For 1. there is one additional workaround you could do - if you change when you schedule the ForJob, if you specify the arrayLength * 3, you can do the following:

[BurstCompile]
    public struct ForJob : IJobParallelFor
    {
        [ReadOnly]
        public NativeArray<float3> InPosition;

        [WriteOnly]
        public NativeArray<float3> OutPosition;

        [ReadOnly]
        public float DeltaTime;

        public void Execute(int index)
        {
            // when you schedule the job, remember to do arrayLength * 3!
            var actualIn = InPosition.Reinterpret<float>(UnsafeUtility.SizeOf<float3>());
            var actualOut = OutPosition.Reinterpret<float>(UnsafeUtility.SizeOf<float3>());

            actualOut[index] = actualOut[index] + actualIn[index] * DeltaTime;
        }
    }

Which turns the loop into:

.LBB0_11:
.Ltmp11:
       
        .cv_inline_site_id 1 within 0 inlined_at 1 0 0
        === MathTest.cs(506, 1)            actualOut[index] = actualOut[index] + actualIn[index] * DeltaTime;
        vmulps        ymm2, ymm1, ymmword ptr [rsi + 4*rax - 96]
        vmulps        ymm3, ymm1, ymmword ptr [rsi + 4*rax - 64]
        vmulps        ymm4, ymm1, ymmword ptr [rsi + 4*rax - 32]
        vmulps        ymm5, ymm1, ymmword ptr [rsi + 4*rax]
        vaddps        ymm2, ymm2, ymmword ptr [rdi + 4*rax - 96]
        vaddps        ymm3, ymm3, ymmword ptr [rdi + 4*rax - 64]
        vaddps        ymm4, ymm4, ymmword ptr [rdi + 4*rax - 32]
        vaddps        ymm5, ymm5, ymmword ptr [rdi + 4*rax]
.Ltmp12:
        vmovups        ymmword ptr [rdi + 4*rax - 96], ymm2
        vmovups        ymmword ptr [rdi + 4*rax - 64], ymm3
        vmovups        ymmword ptr [rdi + 4*rax - 32], ymm4
        vmovups        ymmword ptr [rdi + 4*rax], ymm5
        add        rax, 32
        cmp        rbx, rax
        jne        .LBB0_11

With safety checks off. It’s not the prettiest code but it should get you an additional 25% perf on SSE because you are using all 4 vector elements of each mul/add pair. It’s on my wish list that LLVM would improve its vectorization to be able to automatically do the above transformation for y’all, but at present this is the best we’ve got :slight_smile:

2 Likes

Thank you so much for this. :3c

The reason for the float3 is they are 3D-positions or Euler-rotations for objects. However, would it be more “efficient” to just use float4 and leave the .w at 0, using just .xyz?
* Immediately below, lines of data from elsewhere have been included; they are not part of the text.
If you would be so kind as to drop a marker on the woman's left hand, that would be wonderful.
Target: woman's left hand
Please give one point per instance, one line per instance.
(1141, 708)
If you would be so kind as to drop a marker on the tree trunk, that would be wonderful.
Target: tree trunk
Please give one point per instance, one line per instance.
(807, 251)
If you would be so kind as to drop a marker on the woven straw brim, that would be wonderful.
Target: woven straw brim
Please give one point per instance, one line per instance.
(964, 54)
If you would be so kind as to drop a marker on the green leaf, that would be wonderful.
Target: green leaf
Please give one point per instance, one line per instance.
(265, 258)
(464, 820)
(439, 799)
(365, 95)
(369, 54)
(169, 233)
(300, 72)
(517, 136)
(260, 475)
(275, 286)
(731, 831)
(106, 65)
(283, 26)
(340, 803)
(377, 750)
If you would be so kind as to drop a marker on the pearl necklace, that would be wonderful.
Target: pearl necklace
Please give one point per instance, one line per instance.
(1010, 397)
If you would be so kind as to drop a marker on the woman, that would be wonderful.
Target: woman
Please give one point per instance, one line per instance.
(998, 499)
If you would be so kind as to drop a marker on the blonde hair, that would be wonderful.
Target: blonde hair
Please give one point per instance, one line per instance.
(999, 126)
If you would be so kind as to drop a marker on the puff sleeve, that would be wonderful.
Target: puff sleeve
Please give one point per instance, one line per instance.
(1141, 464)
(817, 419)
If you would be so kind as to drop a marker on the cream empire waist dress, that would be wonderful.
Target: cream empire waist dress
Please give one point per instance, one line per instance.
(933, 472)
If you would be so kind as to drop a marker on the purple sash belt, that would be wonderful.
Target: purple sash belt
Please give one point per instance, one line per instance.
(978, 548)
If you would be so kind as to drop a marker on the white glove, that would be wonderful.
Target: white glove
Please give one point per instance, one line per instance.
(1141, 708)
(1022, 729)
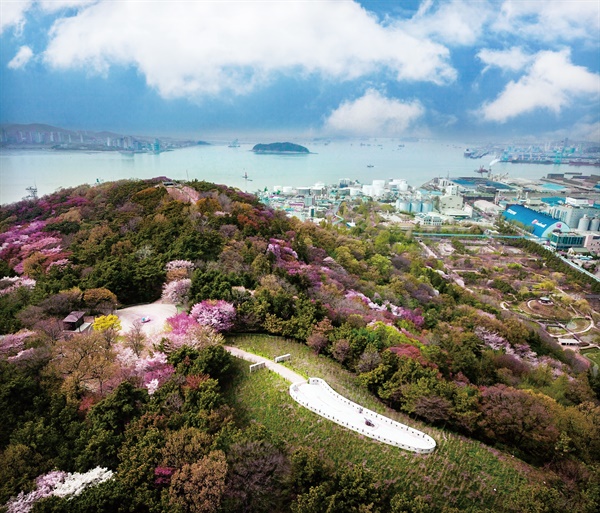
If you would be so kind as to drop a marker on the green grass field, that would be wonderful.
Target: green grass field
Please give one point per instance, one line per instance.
(461, 472)
(592, 354)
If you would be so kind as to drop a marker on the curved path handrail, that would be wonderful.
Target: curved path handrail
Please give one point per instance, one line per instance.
(317, 396)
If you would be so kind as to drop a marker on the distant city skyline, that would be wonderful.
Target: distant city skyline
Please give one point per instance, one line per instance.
(497, 69)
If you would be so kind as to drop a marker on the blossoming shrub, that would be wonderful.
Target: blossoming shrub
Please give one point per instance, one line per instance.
(57, 484)
(217, 314)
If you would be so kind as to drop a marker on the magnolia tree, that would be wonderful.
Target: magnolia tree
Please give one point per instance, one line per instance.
(217, 314)
(14, 343)
(179, 269)
(57, 484)
(10, 284)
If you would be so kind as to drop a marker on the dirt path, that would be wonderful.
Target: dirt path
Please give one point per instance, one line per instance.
(157, 312)
(283, 371)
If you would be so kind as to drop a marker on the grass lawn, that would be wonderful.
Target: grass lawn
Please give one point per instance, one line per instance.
(461, 472)
(592, 354)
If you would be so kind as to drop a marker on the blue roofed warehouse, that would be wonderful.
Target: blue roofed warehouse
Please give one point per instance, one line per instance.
(541, 225)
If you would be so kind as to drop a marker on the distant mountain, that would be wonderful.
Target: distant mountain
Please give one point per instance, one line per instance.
(279, 148)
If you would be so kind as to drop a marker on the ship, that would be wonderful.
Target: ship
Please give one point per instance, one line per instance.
(585, 162)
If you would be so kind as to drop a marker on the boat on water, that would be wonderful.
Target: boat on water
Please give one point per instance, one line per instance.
(585, 162)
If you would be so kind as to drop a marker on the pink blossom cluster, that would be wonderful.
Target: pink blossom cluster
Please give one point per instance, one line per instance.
(61, 264)
(152, 370)
(179, 264)
(10, 284)
(413, 316)
(281, 250)
(58, 484)
(177, 291)
(218, 314)
(20, 242)
(162, 475)
(186, 331)
(520, 351)
(23, 356)
(14, 342)
(181, 323)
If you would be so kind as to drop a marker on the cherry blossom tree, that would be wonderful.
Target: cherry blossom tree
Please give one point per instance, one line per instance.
(217, 314)
(58, 484)
(177, 291)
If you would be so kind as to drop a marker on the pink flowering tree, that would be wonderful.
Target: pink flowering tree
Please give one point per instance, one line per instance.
(10, 284)
(12, 344)
(186, 331)
(179, 264)
(217, 314)
(177, 291)
(151, 370)
(57, 484)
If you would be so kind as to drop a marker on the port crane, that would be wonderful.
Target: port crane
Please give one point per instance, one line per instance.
(246, 180)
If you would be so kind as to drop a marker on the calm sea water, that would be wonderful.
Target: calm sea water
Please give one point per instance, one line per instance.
(416, 162)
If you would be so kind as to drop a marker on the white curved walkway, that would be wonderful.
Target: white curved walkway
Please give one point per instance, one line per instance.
(317, 396)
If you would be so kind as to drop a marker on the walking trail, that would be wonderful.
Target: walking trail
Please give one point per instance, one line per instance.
(317, 396)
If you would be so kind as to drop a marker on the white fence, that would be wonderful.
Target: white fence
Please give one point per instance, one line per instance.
(256, 366)
(426, 447)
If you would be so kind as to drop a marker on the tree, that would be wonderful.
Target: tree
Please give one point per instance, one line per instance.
(520, 418)
(317, 342)
(100, 300)
(177, 291)
(185, 446)
(109, 326)
(217, 314)
(135, 338)
(199, 487)
(84, 361)
(256, 478)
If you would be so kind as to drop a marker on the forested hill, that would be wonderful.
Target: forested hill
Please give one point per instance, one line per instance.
(142, 417)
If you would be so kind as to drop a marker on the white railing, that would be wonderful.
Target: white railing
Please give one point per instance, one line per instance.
(427, 446)
(256, 366)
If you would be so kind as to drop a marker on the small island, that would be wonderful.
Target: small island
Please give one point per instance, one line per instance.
(279, 148)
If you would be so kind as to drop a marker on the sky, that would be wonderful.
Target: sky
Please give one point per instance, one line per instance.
(449, 69)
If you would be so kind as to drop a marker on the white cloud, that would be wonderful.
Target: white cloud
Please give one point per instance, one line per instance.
(549, 21)
(374, 115)
(457, 22)
(21, 58)
(12, 13)
(199, 48)
(513, 59)
(57, 5)
(583, 130)
(552, 83)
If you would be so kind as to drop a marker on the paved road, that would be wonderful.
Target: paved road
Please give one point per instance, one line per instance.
(284, 372)
(158, 313)
(318, 397)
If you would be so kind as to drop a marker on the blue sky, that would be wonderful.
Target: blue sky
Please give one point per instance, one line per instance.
(455, 69)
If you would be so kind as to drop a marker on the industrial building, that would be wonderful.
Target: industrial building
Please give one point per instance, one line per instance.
(564, 241)
(541, 225)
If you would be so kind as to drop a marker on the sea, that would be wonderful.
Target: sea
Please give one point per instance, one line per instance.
(329, 161)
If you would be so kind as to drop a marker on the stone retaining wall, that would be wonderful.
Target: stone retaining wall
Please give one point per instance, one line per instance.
(428, 441)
So if you wanted to get really optimal by default then you’d want to split out the .x’s, .y’s and .z’s into separate Native Arrays of data - that’s the most optimal way to deal with data in a data oriented fashion.

That being said, for this example I think the float3’s are fine, and using my… hack? Above will get you a bit more performance out of the same code!

1 Like

Hmm, I have had a long think about data management for this now, and it seems that regardless of what I do there will unfortunately be a lot of floats floating around, but they could perhaps be grouped by something (but then we are back to why not just use float3-4s)? I am rather new to all of this and unfortunately kind of tied to Monobehaviours for legacy reasons.